Hz. Peygamber (aleyhissalâtu vesselâm) diğer birçok sünnetlerinde olduğu gibi, burada da sebep zikretmeksizin, çocuklara şefkat hususunda ısrar etmiş, teşvik edici sebep olarak da Allah indindeki mükâfaatı zikretmiştir. Başka vesîlelerle de belirttiğimiz gibi çok yönlü hikmetleri bulunan bir emir veya yasağın sebepleri tâdâd edilmez, meselenin sâdece mânevî sonucu zikredilir: "Allah'ın rızası", "gadabı", "şeytanın rızası", "memnuniyetsizliği", "meleklerin duası", "lâneti" vs. Çocuklara gösterilmesi gereken şefkat husûsu da böyle te'yid edilmiştir. "Rahmet (şefkât) sahiplerine Rahmân rahmet eder, arz ehline rahmet edin (müşfik olun) ki semâ ehli de size rahmet etsin." "(Rabbim şöyle buyurdu:)  Şurası muhakkak ki rahmetim gadabımı geçmiştir",  "(Halka) merhametli olmayana (Hakk tarafından) rahmet edilmez, "Merhamet ancak şakî olanlardan alınmıştır" gibi müteaddid hadislerde rahmeti bütün canlı mahlûkatla olan münâsebetlerde büyük bir esas olarak vaz eden Hz. Peygamber (aleyhissalâtu vesselâm) çocuklara karşı gösterilecek şefkât ve merhamete ayrıca dikkat çeker ve: "Küçüklerimize şefkât etmeyen (...) bizden değilir" der.

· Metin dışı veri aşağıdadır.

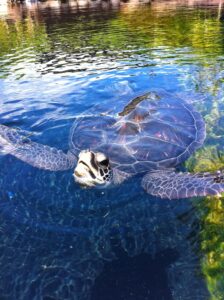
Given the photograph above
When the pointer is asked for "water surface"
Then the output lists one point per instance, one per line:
(61, 242)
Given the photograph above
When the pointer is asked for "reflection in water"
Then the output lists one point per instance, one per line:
(56, 60)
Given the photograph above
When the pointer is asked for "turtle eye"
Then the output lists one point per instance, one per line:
(104, 162)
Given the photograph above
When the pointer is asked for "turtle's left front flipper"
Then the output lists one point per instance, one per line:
(173, 185)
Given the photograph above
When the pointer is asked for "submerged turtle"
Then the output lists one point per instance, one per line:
(153, 134)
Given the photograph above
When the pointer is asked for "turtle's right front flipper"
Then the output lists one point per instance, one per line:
(173, 185)
(40, 156)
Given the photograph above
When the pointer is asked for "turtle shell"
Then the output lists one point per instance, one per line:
(153, 131)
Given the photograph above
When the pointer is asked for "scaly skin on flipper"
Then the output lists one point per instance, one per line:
(37, 155)
(172, 185)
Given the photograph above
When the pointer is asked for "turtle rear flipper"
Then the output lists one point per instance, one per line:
(38, 155)
(173, 185)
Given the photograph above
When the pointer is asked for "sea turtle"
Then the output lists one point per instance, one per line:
(150, 135)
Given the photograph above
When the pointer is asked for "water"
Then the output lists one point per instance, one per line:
(58, 241)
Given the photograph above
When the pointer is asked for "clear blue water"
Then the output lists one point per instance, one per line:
(58, 241)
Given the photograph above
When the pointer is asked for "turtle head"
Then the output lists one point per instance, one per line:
(93, 169)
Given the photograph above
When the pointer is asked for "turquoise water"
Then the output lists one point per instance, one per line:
(58, 241)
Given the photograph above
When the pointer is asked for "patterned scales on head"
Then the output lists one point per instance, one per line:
(152, 134)
(154, 131)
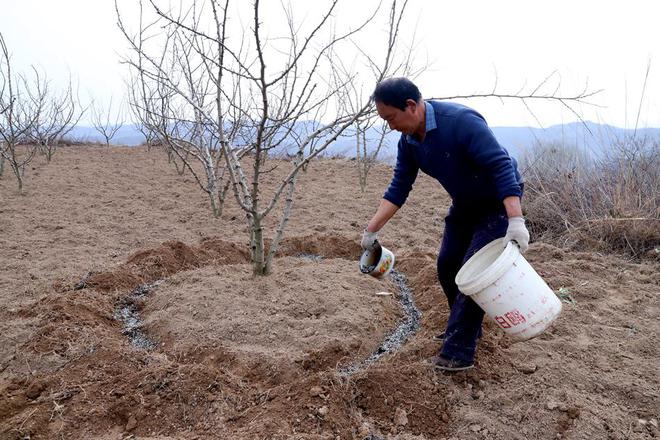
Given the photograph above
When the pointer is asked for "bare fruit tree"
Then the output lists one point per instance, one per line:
(20, 112)
(249, 95)
(105, 122)
(58, 115)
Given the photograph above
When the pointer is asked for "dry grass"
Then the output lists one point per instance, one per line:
(608, 204)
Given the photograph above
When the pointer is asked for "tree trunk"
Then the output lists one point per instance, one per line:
(257, 245)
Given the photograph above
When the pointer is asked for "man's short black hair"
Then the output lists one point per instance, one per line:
(395, 91)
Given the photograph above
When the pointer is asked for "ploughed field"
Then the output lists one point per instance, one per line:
(128, 311)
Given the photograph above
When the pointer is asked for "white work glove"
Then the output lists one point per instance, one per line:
(517, 232)
(368, 240)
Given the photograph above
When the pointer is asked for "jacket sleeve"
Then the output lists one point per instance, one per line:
(482, 146)
(405, 173)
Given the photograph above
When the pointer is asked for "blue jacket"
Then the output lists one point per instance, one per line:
(461, 152)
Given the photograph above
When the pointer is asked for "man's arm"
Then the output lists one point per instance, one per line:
(512, 205)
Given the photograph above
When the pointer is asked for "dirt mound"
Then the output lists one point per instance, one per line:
(169, 258)
(67, 371)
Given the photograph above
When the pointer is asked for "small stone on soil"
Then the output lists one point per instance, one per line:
(400, 417)
(315, 391)
(475, 428)
(132, 424)
(527, 368)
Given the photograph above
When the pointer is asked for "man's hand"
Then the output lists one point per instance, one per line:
(517, 232)
(368, 240)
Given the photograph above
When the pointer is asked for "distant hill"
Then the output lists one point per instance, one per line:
(589, 136)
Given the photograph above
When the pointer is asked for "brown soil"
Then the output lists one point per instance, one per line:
(239, 357)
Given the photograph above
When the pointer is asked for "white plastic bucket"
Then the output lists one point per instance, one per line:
(377, 262)
(509, 290)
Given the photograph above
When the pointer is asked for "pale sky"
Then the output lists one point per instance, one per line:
(469, 44)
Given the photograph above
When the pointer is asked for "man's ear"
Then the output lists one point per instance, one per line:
(412, 104)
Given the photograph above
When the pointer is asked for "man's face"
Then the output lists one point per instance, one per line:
(405, 121)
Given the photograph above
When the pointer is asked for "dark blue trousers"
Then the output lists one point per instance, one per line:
(466, 231)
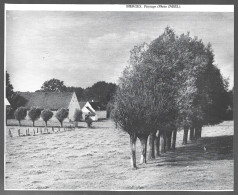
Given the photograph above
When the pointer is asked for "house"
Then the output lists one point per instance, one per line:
(100, 109)
(87, 108)
(7, 102)
(52, 101)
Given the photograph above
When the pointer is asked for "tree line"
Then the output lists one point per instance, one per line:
(169, 84)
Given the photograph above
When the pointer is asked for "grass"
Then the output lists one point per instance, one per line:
(99, 159)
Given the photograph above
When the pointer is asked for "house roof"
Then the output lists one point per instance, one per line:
(7, 102)
(50, 100)
(82, 104)
(90, 110)
(97, 105)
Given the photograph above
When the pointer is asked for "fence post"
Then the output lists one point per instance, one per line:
(10, 133)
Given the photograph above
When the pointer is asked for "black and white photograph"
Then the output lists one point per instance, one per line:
(129, 97)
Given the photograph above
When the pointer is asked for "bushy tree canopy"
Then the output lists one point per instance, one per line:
(53, 85)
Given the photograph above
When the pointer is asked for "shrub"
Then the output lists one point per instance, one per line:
(88, 120)
(34, 114)
(20, 114)
(78, 115)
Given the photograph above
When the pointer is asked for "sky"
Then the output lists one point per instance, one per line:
(82, 48)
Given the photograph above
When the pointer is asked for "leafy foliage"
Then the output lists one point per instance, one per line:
(20, 114)
(88, 120)
(34, 114)
(172, 80)
(53, 85)
(46, 115)
(78, 115)
(61, 114)
(9, 88)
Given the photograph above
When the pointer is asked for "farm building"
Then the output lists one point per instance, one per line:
(88, 109)
(7, 102)
(100, 109)
(55, 101)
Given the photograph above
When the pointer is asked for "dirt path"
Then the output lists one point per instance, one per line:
(99, 159)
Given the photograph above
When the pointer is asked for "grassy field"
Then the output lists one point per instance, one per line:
(99, 159)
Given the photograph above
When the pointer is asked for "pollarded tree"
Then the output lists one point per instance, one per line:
(145, 97)
(61, 114)
(53, 85)
(34, 114)
(78, 115)
(46, 115)
(20, 114)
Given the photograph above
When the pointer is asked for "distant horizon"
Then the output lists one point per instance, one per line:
(82, 48)
(66, 86)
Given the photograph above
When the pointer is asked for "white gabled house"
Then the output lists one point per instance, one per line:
(88, 109)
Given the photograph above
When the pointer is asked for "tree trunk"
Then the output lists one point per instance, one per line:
(157, 145)
(152, 145)
(143, 141)
(174, 139)
(191, 133)
(185, 135)
(200, 132)
(163, 141)
(168, 140)
(196, 133)
(133, 150)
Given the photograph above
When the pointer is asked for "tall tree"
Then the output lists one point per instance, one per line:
(53, 85)
(144, 99)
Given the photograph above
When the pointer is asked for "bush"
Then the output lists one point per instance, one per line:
(20, 114)
(88, 120)
(46, 115)
(78, 115)
(34, 114)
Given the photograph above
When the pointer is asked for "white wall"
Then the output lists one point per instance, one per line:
(73, 105)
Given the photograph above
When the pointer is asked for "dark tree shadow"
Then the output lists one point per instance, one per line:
(208, 148)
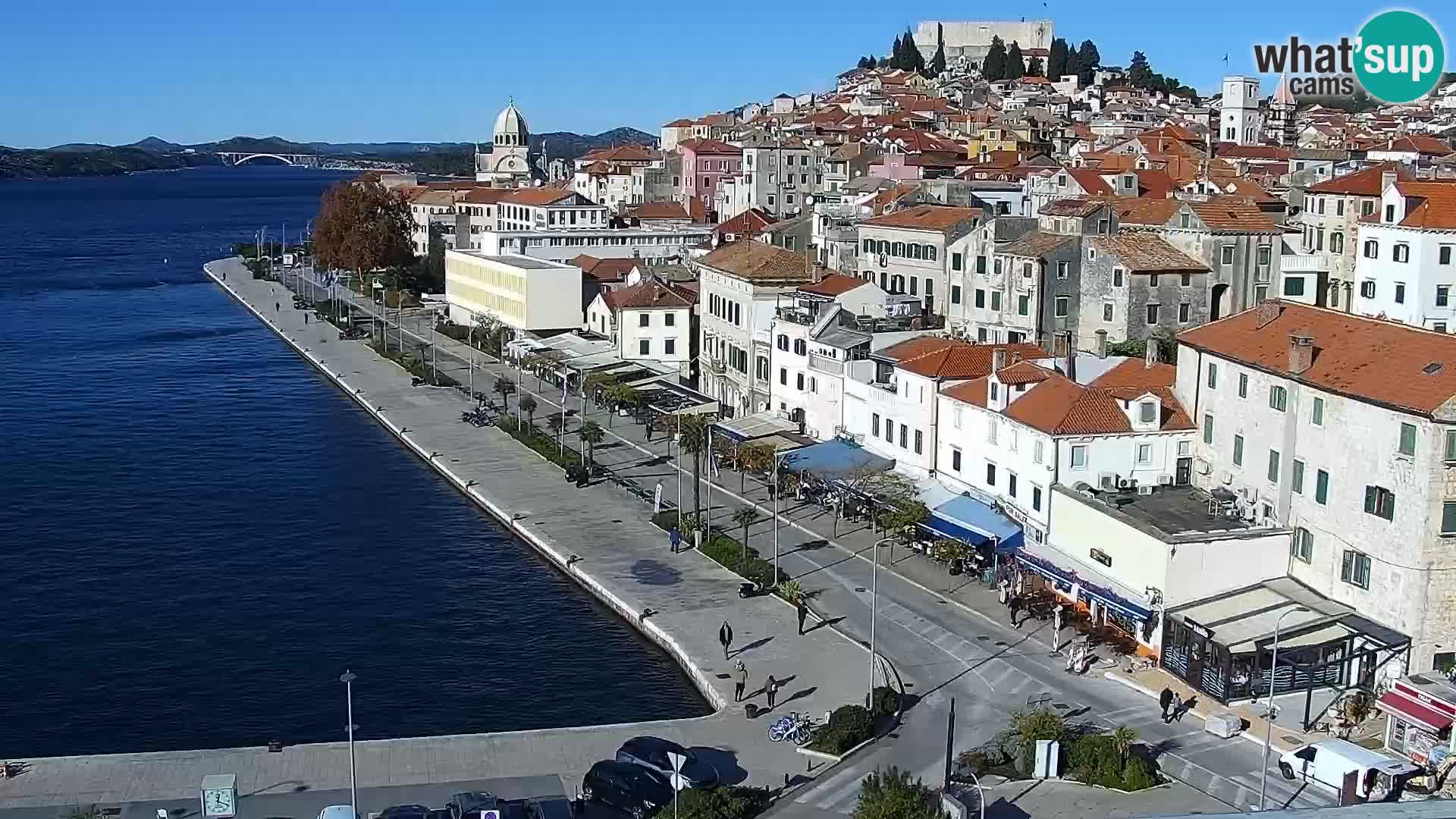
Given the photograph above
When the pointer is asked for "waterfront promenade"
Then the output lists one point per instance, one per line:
(623, 560)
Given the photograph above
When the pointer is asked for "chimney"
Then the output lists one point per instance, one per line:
(1267, 312)
(1301, 353)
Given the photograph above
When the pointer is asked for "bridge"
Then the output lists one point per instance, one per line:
(239, 158)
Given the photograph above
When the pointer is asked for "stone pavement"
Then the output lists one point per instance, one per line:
(623, 560)
(946, 635)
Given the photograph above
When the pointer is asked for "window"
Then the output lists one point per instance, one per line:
(1407, 441)
(1354, 569)
(1381, 502)
(1302, 545)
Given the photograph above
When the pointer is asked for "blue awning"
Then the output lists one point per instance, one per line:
(832, 460)
(973, 521)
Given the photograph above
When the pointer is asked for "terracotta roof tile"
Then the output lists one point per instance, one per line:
(1378, 360)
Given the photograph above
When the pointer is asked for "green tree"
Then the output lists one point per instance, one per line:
(363, 228)
(746, 516)
(1057, 58)
(1015, 63)
(592, 435)
(995, 64)
(1088, 61)
(506, 387)
(893, 795)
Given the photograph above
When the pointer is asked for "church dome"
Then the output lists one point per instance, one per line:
(510, 127)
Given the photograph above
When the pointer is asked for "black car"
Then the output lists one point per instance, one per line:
(626, 787)
(651, 752)
(405, 812)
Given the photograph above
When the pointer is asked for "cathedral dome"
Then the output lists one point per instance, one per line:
(510, 127)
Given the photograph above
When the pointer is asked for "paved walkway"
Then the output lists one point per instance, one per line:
(946, 635)
(623, 560)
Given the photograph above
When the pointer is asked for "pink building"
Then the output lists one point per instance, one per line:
(705, 162)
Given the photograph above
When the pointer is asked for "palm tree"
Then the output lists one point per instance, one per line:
(1123, 738)
(592, 435)
(528, 404)
(506, 387)
(746, 516)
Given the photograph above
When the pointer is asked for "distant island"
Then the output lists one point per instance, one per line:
(155, 153)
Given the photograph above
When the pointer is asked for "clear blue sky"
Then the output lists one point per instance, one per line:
(375, 71)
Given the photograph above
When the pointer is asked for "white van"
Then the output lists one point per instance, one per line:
(1327, 763)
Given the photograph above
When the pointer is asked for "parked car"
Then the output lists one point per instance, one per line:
(651, 752)
(468, 805)
(626, 787)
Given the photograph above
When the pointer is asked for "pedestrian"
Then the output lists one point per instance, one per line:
(726, 637)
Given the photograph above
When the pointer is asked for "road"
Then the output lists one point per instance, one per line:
(946, 648)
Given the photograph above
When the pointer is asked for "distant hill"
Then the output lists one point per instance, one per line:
(153, 153)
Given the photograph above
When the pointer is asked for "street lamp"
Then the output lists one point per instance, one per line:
(1269, 717)
(347, 678)
(874, 610)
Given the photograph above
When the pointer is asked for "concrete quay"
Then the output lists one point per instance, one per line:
(623, 560)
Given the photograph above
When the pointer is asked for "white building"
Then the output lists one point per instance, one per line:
(739, 289)
(1345, 430)
(1239, 118)
(1405, 270)
(525, 293)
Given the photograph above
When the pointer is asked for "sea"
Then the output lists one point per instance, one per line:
(199, 534)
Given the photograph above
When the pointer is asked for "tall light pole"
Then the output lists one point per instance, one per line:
(1269, 717)
(347, 678)
(874, 611)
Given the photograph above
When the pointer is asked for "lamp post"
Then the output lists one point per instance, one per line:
(1269, 717)
(347, 678)
(874, 610)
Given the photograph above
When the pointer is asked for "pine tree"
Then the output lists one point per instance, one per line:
(995, 64)
(1015, 64)
(1057, 61)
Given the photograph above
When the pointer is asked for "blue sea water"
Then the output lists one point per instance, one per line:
(199, 534)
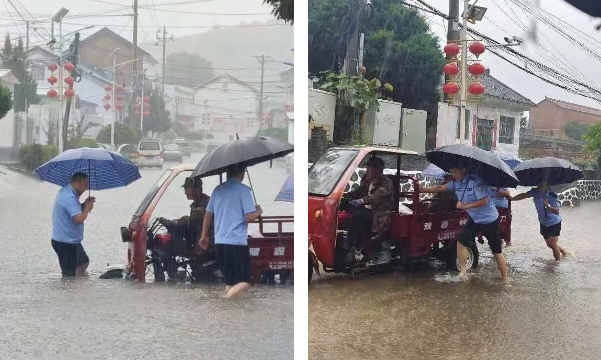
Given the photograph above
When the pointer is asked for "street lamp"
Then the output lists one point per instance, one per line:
(58, 18)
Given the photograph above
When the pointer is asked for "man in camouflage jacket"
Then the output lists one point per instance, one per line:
(372, 204)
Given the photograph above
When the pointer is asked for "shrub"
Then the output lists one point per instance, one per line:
(32, 156)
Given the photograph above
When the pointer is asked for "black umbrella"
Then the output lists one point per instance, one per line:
(245, 152)
(553, 171)
(484, 164)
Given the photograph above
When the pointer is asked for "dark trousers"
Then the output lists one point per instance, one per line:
(359, 232)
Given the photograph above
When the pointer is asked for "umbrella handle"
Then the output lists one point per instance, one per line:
(252, 190)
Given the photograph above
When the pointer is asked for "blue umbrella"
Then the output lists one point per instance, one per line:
(105, 169)
(287, 191)
(509, 159)
(434, 171)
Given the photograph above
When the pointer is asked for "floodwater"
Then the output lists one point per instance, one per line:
(45, 317)
(546, 310)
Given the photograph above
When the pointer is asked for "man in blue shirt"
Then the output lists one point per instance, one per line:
(547, 206)
(68, 216)
(230, 209)
(474, 197)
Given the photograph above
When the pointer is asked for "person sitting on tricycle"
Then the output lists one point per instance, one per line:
(185, 230)
(445, 201)
(371, 206)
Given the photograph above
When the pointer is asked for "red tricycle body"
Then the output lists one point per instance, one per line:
(272, 253)
(415, 233)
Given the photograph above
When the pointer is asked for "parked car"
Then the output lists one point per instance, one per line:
(172, 153)
(150, 153)
(184, 147)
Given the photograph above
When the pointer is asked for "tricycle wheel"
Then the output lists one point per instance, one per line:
(473, 257)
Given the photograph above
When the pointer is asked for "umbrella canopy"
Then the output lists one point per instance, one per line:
(106, 169)
(484, 164)
(509, 159)
(553, 171)
(287, 191)
(246, 152)
(434, 171)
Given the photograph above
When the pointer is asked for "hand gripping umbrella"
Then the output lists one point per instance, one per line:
(484, 164)
(549, 170)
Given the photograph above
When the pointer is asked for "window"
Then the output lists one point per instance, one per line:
(506, 130)
(468, 116)
(38, 73)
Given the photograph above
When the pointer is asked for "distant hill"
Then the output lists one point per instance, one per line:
(230, 48)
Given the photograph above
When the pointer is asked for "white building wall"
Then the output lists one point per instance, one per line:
(446, 132)
(7, 124)
(225, 108)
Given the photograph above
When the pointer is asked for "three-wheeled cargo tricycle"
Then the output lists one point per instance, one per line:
(416, 234)
(272, 252)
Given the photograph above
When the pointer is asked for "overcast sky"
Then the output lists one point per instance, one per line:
(180, 17)
(505, 19)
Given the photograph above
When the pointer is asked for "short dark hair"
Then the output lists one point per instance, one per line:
(78, 176)
(235, 170)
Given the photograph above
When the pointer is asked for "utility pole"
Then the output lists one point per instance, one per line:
(27, 37)
(73, 58)
(135, 39)
(163, 42)
(452, 32)
(262, 59)
(463, 85)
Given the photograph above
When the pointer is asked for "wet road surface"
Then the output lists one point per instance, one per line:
(546, 310)
(44, 317)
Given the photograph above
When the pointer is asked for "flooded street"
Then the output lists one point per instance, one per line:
(546, 310)
(45, 317)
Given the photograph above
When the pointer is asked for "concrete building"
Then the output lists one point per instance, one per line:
(226, 106)
(491, 123)
(550, 117)
(10, 129)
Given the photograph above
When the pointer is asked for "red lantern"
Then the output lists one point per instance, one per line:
(52, 93)
(476, 89)
(451, 49)
(69, 67)
(450, 88)
(450, 69)
(477, 69)
(477, 48)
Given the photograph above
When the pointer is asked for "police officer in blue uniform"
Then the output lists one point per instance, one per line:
(474, 196)
(547, 206)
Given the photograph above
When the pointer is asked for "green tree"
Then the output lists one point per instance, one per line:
(6, 101)
(187, 69)
(400, 49)
(575, 130)
(159, 120)
(282, 9)
(13, 58)
(124, 134)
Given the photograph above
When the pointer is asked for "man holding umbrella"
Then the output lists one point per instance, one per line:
(230, 209)
(68, 216)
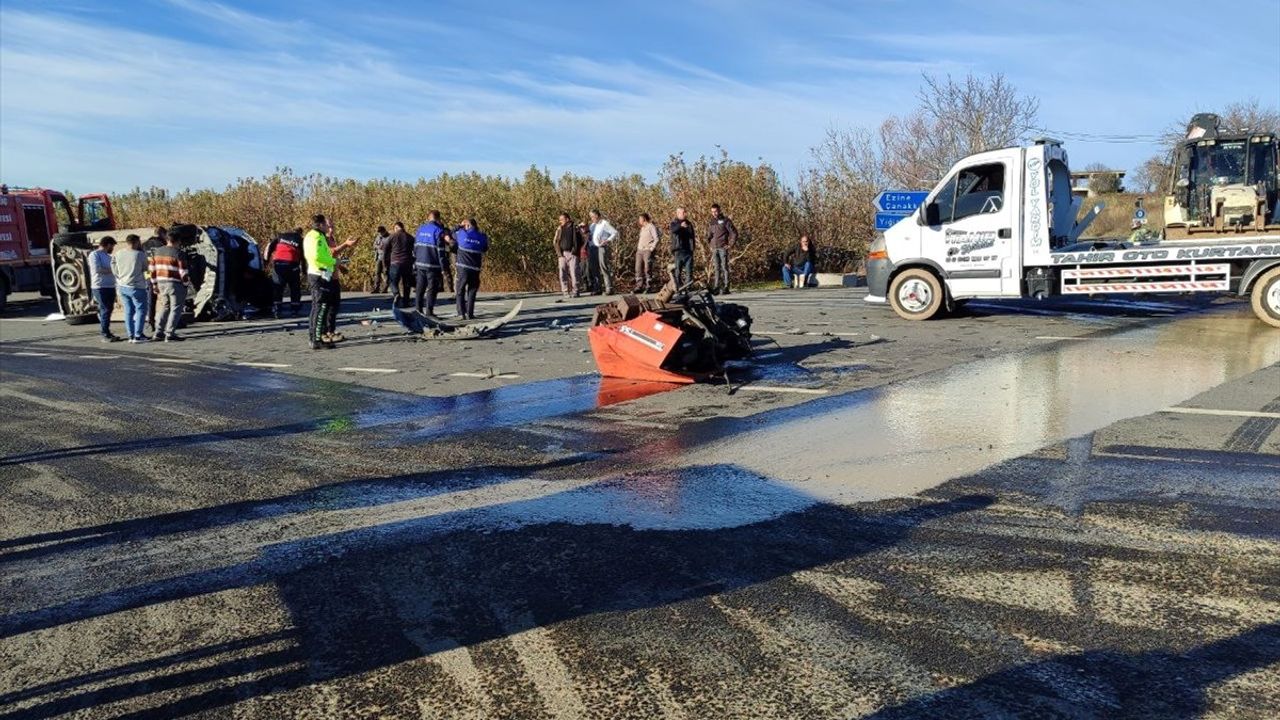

Hz. Peygamber (aleyhissalâtu vesselâm), çocuklarına karşı müşfik ve onlara düşkün olan kadınları takdir etmek sûretiyle kadınları şefkatli olmaya teşvik etmiştir. Bu cümleden olarak Kureyş kadınları çocuklarına düşkünlükleri sebebiyle takdir edilirler: "Deveye binen kadınların en hayırlısı Kureyş kadınlarının sâliha olanlarıdır, onlar küçüklüklerinde çocuklarına son derece müşfik ve düşkündürler (...)" Bir seferinde iki çocuğundan birini sırtına almış, diğerini de elinden tutmuş yederek huzûruna gelen bir kadına, diğer bir seferinde de Hz. Aişe'nin ikram ettiği üç hurmadan ikisini beraberindeki iki çocuğuna birer tane verip üçüncüsünü kendine ayırdığı hâlde az sonra üçüncüyü de çocuklarına yarımşar veren kadına, çocuklarına karşı izhâr ettiği şefkatten dolayı fevkalâde takdir ve senâlarda bulunmuştur.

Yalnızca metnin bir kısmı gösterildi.